There is a suspicion that sections of the political right in Spain regard all this World Cup stuff as a dangerous diversion, with any Spanish success threatening their chances of evicting Zapatero at the next election. They probably slept soundly enough last night. Apart from that factor, it seems that some of the same people are upset about the Spanish national team being referred to as "La Roja".
Despite their recent dramatic swing to the left, there are still some capitalist roaders inside the Partido Popular who associate the term "La Roja" with Dolores Ibárruri; more famously known as La Pasionaria. So they are calling for a change of name, although the proposed "La Furia" doesn't really seem to fit with the languid passing game employed by the Spanish players yesterday against Switzerland. It will surprise few readers of this blog to discover that the even more ultra Grupo Intereconomía has also got involved in the debate by insisting on referring to the national team with the far more patriotic "La Rojigualda".
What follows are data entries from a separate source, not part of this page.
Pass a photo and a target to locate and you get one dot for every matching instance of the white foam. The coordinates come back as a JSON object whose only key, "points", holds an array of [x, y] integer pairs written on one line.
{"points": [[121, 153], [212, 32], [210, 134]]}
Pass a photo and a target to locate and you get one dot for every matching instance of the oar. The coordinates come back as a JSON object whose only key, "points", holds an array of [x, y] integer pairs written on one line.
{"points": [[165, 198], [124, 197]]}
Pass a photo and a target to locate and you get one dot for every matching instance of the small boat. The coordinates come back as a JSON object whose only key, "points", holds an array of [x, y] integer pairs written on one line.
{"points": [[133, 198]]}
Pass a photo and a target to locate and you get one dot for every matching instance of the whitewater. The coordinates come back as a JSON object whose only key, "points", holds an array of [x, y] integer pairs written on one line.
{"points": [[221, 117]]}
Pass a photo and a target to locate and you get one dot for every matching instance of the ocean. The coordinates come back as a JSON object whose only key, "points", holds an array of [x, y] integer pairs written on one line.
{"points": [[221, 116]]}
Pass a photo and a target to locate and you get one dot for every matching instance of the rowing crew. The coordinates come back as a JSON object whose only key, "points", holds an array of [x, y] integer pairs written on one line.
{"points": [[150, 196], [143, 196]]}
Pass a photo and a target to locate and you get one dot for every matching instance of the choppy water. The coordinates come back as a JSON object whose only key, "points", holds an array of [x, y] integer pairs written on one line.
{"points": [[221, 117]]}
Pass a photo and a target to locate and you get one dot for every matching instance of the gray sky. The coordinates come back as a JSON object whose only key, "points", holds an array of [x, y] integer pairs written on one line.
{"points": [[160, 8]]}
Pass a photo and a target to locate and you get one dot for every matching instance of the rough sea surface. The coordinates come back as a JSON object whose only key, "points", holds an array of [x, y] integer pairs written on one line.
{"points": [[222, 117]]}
Meanwhile the Spanish press has picked up today on the way in which both The Times and The Guardian managed to use the Spanish defeat as an excuse to write about the relationship between goalkeeper Iker Casillas and the TeleCinco journalist Sara Carbonero. The pretext for leading with a nice bit of celebrity gossip was a fairly lame suggestion that the presence of Carbonero in South Africa may have affected the performance of Casillas. That's why they call it the quality press.